The report from World Wildlife Fund (WWF) reveals for the first time the countries whose economies would be worst affected over the next 30 years if the world doesn’t act urgently to address the global environmental crisis.

The study, Global Futures, which calculated the economic cost of nature’s decline across 140 countries ranging from India to Brazil, shows that if the world carries on with “business as usual”, the US would see the largest losses of annual GDP in absolute terms, with $83 billion wiped off its economy each year by 2050 – an amount equivalent to the entire annual GDP of Guatemala.

Japan and the UK also stand to lose staggering amounts – $80 billion and $21 billion every year respectively. In all three cases, this is due largely to expected damage to their coastal infrastructure and agricultural land through increased flooding and erosion as a result of losses of natural coastal defences such as coral reefs and mangroves.

Developing countries will also be badly affected, with Eastern and Western Africa, central Asia and parts of South America hit particularly hard, as nature loss impacts on production levels, trade and food prices. According to the report, the top three countries predicted to lose the most as a percentage of their GDP are Madagascar, Togo and Vietnam, which by 2050 are expected to respectively see declines of 4.2 per cent, 3.4 per cent and 2.8 per cent per year.

“This ground-breaking study shows how conserving nature is not only a moral issue but a social and economic one. Not only will losing nature have a huge impact on human life and livelihoods, it will be catastrophic for our future prosperity. People across the world are already feeling the impact of rising food prices, droughts, commodity shortages, extreme flooding and coastal erosion. Yet for the next generation things will be many times worse, with trillions wiped off world economies by 2050,” said Marco Lambertini, Director General of WWF International.

“What’s even more alarming is that these are conservative estimates as, at present, only some of the many benefits nature provides us can be modelled. Nor is it possible to take into account the risk-multiplying effects of environmental tipping points, beyond which ecosystems change rapidly and irreversibly, leading to sudden catastrophic loss of nature’s services. If all of these issues were factored in, the figures would be even starker.”

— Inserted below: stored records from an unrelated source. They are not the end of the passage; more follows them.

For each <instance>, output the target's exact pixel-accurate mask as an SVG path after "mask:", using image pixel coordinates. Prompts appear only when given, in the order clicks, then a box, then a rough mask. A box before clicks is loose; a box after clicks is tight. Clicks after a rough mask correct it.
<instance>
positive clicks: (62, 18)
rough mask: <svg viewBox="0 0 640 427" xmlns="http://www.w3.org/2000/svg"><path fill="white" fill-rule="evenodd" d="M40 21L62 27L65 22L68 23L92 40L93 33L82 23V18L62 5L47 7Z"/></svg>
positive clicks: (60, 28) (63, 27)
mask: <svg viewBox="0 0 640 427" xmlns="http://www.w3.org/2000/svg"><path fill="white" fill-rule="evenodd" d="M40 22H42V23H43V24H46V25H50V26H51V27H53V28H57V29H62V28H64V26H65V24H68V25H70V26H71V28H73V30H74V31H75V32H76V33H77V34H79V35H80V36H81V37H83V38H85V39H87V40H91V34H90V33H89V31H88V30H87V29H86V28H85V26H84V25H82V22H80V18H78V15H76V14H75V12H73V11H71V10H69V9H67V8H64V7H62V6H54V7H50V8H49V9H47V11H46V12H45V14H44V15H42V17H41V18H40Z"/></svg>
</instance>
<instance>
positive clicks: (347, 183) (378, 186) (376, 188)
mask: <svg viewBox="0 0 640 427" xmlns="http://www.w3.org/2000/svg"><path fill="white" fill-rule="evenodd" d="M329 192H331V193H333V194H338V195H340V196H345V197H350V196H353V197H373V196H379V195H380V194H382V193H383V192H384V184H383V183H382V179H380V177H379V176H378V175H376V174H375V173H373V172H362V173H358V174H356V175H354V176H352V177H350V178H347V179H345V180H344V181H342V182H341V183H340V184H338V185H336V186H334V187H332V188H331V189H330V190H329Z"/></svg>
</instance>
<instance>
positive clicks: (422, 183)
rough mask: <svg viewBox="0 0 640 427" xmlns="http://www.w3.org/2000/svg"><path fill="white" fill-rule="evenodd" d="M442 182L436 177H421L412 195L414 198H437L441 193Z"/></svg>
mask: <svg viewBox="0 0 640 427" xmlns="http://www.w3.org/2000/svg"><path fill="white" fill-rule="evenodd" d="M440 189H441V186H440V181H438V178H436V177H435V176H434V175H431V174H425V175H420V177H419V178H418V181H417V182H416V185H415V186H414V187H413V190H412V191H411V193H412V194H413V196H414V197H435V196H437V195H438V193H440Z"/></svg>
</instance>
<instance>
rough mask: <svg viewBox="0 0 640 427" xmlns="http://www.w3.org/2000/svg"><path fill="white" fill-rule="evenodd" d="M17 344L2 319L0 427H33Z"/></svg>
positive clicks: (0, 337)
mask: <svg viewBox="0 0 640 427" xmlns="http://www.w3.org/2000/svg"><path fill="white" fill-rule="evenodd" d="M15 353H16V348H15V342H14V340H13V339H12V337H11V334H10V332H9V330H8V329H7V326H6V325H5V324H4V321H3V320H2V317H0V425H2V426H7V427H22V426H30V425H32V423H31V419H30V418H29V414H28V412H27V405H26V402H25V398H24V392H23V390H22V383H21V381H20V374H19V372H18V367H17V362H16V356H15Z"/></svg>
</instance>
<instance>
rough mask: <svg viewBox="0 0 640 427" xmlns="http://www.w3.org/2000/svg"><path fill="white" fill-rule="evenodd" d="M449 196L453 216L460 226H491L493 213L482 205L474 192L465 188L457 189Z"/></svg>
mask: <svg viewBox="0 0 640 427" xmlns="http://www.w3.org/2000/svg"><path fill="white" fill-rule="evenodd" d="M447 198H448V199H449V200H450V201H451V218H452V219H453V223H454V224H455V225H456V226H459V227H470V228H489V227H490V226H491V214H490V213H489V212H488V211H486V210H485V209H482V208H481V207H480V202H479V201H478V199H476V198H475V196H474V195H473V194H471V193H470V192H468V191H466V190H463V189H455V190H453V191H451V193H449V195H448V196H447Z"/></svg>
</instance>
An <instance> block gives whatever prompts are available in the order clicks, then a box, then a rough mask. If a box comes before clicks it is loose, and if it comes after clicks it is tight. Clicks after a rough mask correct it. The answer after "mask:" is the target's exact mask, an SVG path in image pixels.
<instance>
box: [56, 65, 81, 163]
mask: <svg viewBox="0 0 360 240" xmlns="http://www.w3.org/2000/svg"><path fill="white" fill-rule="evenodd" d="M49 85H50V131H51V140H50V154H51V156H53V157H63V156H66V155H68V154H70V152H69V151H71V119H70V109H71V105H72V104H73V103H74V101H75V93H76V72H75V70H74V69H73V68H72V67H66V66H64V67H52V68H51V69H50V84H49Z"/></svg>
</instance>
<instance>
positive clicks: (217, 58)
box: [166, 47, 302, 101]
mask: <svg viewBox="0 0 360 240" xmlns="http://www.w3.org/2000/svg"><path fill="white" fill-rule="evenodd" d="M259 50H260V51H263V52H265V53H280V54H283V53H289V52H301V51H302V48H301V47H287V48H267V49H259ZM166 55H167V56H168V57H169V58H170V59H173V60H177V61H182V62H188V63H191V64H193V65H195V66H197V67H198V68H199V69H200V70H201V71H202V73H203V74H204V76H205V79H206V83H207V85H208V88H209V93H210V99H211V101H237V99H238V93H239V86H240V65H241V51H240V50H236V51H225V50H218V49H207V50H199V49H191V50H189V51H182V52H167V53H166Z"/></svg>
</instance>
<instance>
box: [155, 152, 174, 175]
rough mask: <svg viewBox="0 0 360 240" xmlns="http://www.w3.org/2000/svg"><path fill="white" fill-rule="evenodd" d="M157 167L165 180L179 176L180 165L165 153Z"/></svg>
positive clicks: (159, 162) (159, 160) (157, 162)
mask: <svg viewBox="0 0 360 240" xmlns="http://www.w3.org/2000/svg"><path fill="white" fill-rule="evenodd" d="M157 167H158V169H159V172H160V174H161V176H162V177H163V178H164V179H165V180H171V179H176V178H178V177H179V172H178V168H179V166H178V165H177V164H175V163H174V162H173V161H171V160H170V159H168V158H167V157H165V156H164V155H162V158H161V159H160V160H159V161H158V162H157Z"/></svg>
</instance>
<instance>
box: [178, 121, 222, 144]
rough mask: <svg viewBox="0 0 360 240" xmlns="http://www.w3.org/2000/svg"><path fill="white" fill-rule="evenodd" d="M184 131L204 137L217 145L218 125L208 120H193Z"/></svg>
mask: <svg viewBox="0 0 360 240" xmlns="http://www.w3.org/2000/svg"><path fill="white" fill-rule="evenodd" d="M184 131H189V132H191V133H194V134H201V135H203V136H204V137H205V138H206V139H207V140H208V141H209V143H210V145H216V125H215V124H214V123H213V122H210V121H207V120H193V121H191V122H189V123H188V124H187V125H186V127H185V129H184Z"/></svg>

The Global Futures study used new economic and environmental modelling to assess what the macroeconomic impact would be if the world pursued “business as usual”, including widespread and untargeted land-use change, continued increase in emissions of greenhouse gases, and further loss of natural habitats. It found this approach would cost the world at least $479 billion a year, adding up to $9.87 trillion by 2050 – roughly equivalent to the combined economies of the UK, France, India and Brazil.
 
In contrast, under a scenario in which land-use is carefully managed to avoid further loss of areas important for biodiversity and ecosystem services, which the study terms the ‘Global Conservation’ scenario, economic outcomes would be dramatically better, with global GDP rising by $490 billion per year above the business as usual calculation.

This pioneering method of analysis was created through a partnership between WWF, the Global Trade Analysis Project at Purdue University, and the Natural Capital Project, co-founded by the University of Minnesota. 

Co-Founder of the Natural Capital Project, Steve Polasky said: “The world’s economies, businesses and our own well-being all depend on nature. But from climate change, extreme weather and flooding to water shortages, soil erosion and species extinctions, evidence shows that our planet is changing faster than at any other time in history. The way we feed, fuel and finance ourselves is destroying the life-support systems on which we depend, risking global economic devastation.”

The Global Futures study predicts annual global losses by 2050 of: $327 billion from damaged protections from flooding, storm surges and erosion due to changes in vegetation along coastlines and sea-level rises $128 billion from loss of carbon storage, which protects against climate change.